Moreover, the dating and marriage market –
itself an important form of foot voting! – allows people to select spouses
whose preferences on such matters are relatively similar to their own. At least
as a general rule, people tend to marry partners with similar views. Certainly,
there is, on average, much more agreement among spouses than between either of
them and the electorate as a whole, which is generally much more diverse in its
preferences.
Influence
within the family is rarely perfectly equal. But the same is true of influence
in even the most democratic political system. Indeed, those systems typically
feature far greater inequalities than families do. A relatively small elite of
activists, politicians, and others have vastly greater influence than the
average voter, in many cases by an order of magnitude or even more.
Of course,
in a patriarchal society, wives often have less clout relative to their
husbands. But in such societies, women also have less political influence than
men.
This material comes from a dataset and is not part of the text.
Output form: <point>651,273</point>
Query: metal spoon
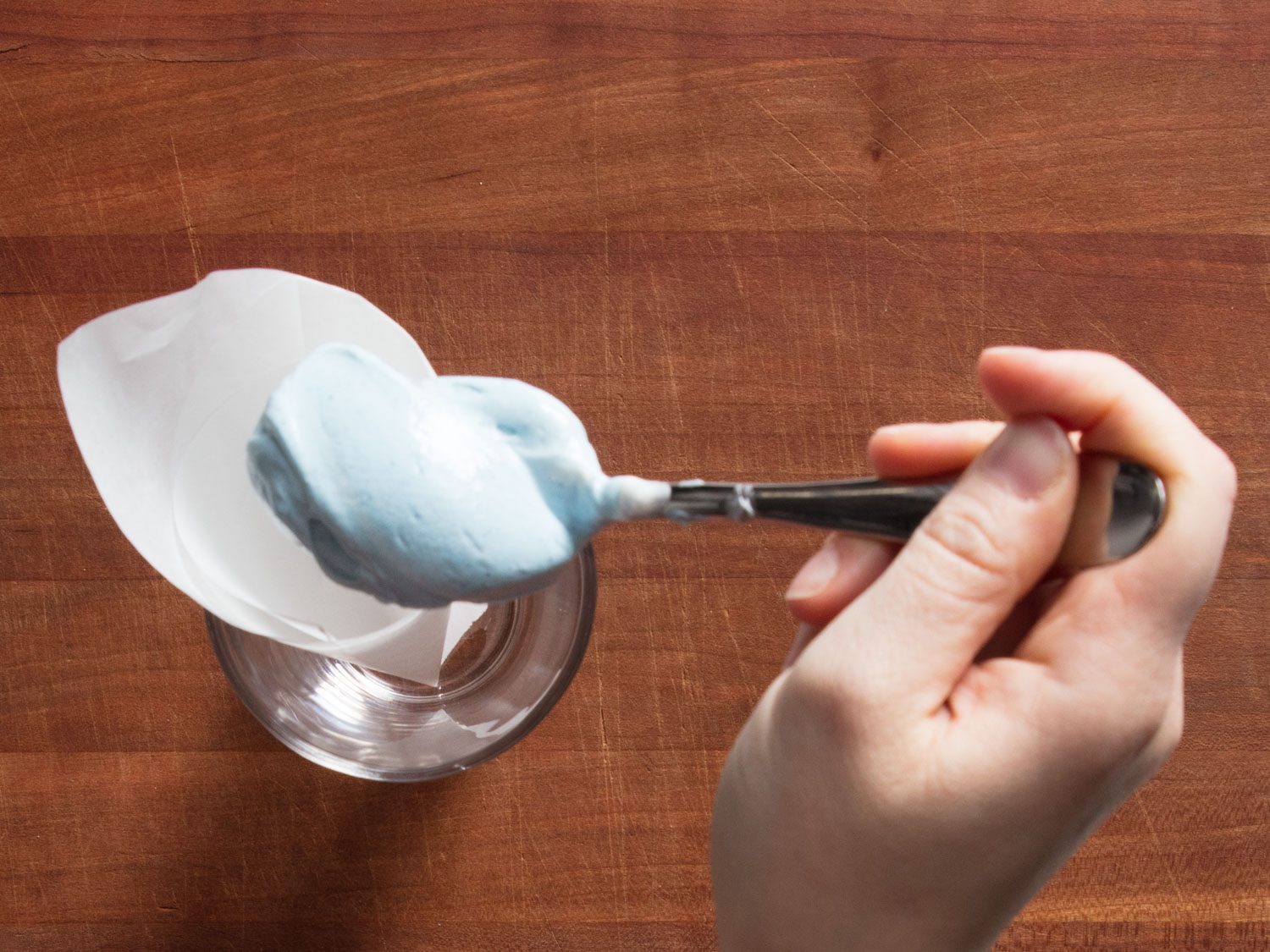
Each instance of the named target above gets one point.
<point>1119,507</point>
And whereas government policy (in a democratic society) is likely to be
dominated by the views of the median voter and the political elite (who, in
this scenario, are likely to be highly sexist), individual women making foot
voting decisions can try to seek out relatively egalitarian spouses and
relatively egalitarian jurisdictions in a federal system. In Chapter 2 of the
book, I describe how exactly these sorts of dynamics helped play a role in
increasing women’s rights in the nineteenth century, as Western states began to
adopt relatively more egalitarian policies in order to attract women.
Children,
of course have far less influence over family decisions than adult spouses do.
But even here, they probably have more influence over their families than they
do over the political process. After all, in the vast majority of
jurisdictions, those under the age of 18 are not allowed to vote, and have
little if any ability to participate in politics in other ways. In Chapter 2, I
explain why children’s political clout probably won’t increase very much if we
adopt proposals to lower the voting age to 16, as some jurisdictions have done
(and which I have a degree of sympathy for).
Even if we go as far as lowering the voting age to six, as British
political scientist David
Runciman has proposed, the new child voters would still face the same
limitations as their adult counterparts: the low significance of any individual
vote, and the resulting incentives for rational ignorance.
I address the issue of families and children
in more detail in Chapter 2 of the book.